The ↵ symbol was the Return symbol signifying the Return function. The textual legend "Enter" signified the Enter function, for data entry.
Some early Model F XT keyboards did not have stabilised keys so the touch-area had to be 1×1 with room only for ↵. From the Mode F AT (large backwards-L key) forwards however, the key did have both legends: ↵ and Enter. From there on, "Enter" is mostly just what IBM PC users called it.
There are other common misconceptions about key legends. For example that ↹ would mean Tab, when it is two symbols: ⇥ for Tab and ⇤ for Back-Tab. Back-tab is on the top because it is activated with Shift. (And again, some IBM terminal keyboards had separate Tab and Back-Tab keys. Apple keyboards have only the ⇥ symbol, BTW.)
Apple keyboards don't use the ⇥ symbol anymore, it's just labeled "tab" now (and the labels are lowercase). At least on a US keyboard, possibly it's different for others.
I still remember when the ⌘ key was "open apple".

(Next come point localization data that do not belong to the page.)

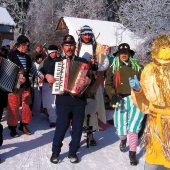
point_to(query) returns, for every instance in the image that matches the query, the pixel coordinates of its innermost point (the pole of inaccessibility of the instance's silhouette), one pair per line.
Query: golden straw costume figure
(154, 98)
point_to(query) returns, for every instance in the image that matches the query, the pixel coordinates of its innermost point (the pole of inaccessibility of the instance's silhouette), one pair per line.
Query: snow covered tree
(91, 9)
(18, 10)
(43, 15)
(147, 18)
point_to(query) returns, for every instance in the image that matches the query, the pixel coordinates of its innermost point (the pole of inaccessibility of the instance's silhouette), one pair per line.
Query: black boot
(24, 129)
(132, 157)
(13, 131)
(54, 158)
(122, 145)
(92, 140)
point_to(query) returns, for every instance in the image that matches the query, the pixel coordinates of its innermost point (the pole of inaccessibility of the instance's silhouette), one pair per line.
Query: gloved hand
(134, 83)
(116, 101)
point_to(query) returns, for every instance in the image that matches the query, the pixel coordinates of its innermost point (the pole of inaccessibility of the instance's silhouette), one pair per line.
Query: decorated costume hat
(124, 48)
(52, 49)
(22, 39)
(86, 30)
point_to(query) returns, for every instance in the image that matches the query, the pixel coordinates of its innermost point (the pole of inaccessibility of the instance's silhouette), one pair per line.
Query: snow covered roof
(5, 18)
(108, 33)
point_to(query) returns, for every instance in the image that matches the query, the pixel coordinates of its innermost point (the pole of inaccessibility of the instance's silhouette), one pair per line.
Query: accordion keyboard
(59, 75)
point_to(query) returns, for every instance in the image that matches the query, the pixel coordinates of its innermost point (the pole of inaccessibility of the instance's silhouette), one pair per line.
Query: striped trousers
(127, 118)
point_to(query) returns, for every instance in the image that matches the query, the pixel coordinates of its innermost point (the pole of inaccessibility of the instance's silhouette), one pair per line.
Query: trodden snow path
(33, 152)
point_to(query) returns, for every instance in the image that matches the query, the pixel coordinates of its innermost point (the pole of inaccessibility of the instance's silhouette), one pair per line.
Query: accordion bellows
(68, 74)
(8, 75)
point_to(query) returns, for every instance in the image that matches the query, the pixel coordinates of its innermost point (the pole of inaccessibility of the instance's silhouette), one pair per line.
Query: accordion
(68, 74)
(8, 75)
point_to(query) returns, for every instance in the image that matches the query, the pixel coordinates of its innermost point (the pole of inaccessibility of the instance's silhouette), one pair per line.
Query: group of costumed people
(133, 91)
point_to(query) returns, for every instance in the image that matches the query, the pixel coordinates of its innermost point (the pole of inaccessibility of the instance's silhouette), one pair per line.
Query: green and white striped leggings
(127, 118)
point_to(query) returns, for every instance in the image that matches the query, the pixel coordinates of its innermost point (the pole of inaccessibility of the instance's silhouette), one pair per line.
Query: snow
(33, 152)
(5, 18)
(111, 33)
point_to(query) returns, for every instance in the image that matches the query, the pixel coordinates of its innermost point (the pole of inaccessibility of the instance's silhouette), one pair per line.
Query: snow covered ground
(33, 152)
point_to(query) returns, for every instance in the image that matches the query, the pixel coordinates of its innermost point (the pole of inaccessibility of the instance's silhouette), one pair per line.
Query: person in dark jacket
(3, 95)
(127, 117)
(68, 108)
(47, 96)
(22, 95)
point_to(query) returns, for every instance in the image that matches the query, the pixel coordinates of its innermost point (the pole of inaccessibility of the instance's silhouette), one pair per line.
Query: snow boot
(24, 129)
(132, 157)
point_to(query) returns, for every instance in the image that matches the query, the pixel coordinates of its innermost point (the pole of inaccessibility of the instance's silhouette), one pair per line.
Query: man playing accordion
(69, 107)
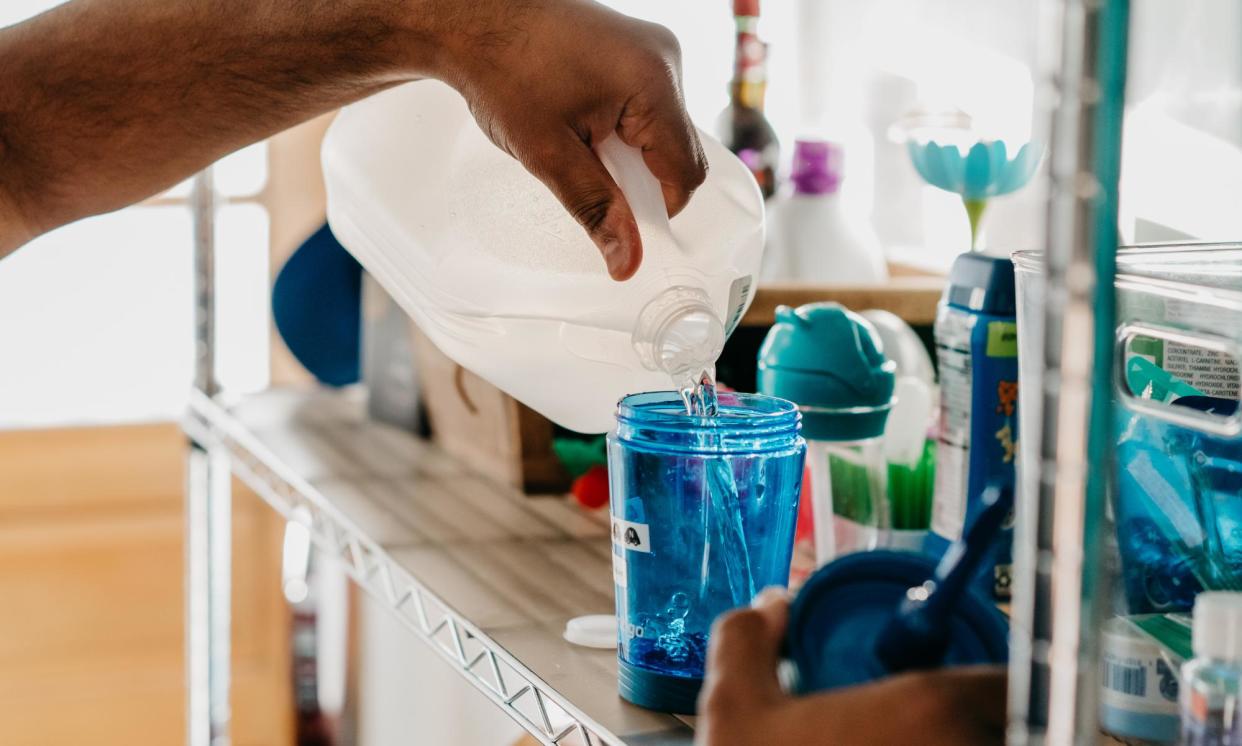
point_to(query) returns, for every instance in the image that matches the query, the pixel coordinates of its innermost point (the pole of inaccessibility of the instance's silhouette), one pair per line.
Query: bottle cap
(819, 166)
(827, 361)
(983, 283)
(1219, 626)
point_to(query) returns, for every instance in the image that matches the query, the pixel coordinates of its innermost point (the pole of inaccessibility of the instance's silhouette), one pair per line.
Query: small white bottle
(812, 238)
(1211, 682)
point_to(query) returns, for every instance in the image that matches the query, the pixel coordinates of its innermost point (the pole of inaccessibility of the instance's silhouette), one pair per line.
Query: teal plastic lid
(827, 360)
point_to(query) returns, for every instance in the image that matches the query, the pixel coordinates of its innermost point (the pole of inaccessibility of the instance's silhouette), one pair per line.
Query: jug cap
(827, 360)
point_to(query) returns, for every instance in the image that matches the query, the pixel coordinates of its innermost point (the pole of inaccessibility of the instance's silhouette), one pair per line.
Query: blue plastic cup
(703, 514)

That's from the Apple IIe keyboard which had "open apple" and "closed apple" straddling the spacebar:
http://xahlee.info/kbd/i/Apple_IIe_keyboard_f91f4.jpg
https://www.applefritter.com/files/styles/95-percent/public/...
The IIgs keyboard had both the "open apple" and "looped square" symbols on that key, with the "closed apple" becoming option:
https://i0.wp.com/www.applerescueofdenver.com/wp-content/upl...
The extended keyboard had both keys on each side of the spacebar:
https://www.reddit.com/media?url=https%3A%2F%2Fi.redd.it%2Fa...
On the Mac, the keys were always officially called command and option, as far as I recall:
https://cdn.shopify.com/s/files/1/0653/6917/8326/products/25...
https://en.wikipedia.org/wiki/Apple_keyboards#Layout_and_fea...
I still call this key “omppu” in Finnish (meaning “apple”) because that’s what everyone called it in the 1990s when it still had the “open apple” legend.
And young people look at me like I’m crazy when I tell them to press “omppu Z”… But it’s a hard habit to break. I don’t even know what the official name of the key is in Finnish.
It seems it’s only US English keyboards that apple print the name of the key on.
All ISO layouts plus a few of the other ANSI layouts (like Korean) make use of the symbols
Outside of the US, they have symbols: ⇥ intead of "tab", ⇪ instead of "caps lock", ⏎ instead of "return", etc.
Speaking of overloading and Tab, piling on the ‘next field’ function is an endless source of pain.
Normally that's fine, because the tab stop points to the next field. That's the whole point of tab stops― you place them at the beginning of fields on a forms. (Yeah, you also need to be on the right line, so a single key press rarely gets you there, but we were working with purely mechanical controls.)
Where it goes off the rails is when we embed a user interface inside another user interface. That's not a problem specific to the tabulator, but also with all novigation functions, like home, forward, and back.
I rarely use web-based email interfaces, but when I do, I accidentally send half-written email messages, because I'm trying to use a block quote or something similarly indented. It's especially bad when the next field is the 'Send' button, and pressing the spacebar sends the message.
"Next field" is sort of what tabulation means. Moving to the next column of a tabular form.
That was the origin, but for everyday typing of non-tabular work, like letters, it was used for indenting paragraphs and address and signature blocks. And it always moved to the next tab stop to the right on the line. ASCII calls it HT, ‘Horizontal Tabulation’.
Later, some systems, notably IBM's, overloaded this to move to the ‘next’ field on a form, which might be to the left and down the page. So from there MS-DOS/Windows stuck us with a Tab that sometimes moves horizontally within a text field, and sometimes moves to a different field. Just like Return sometimes moves to a new line/paragraph and sometimes submits a form.
That is not an overloading, that is just preserving the behavior of Tab on IBM terminals.
Need an "indent" key distinct from the "tab" key.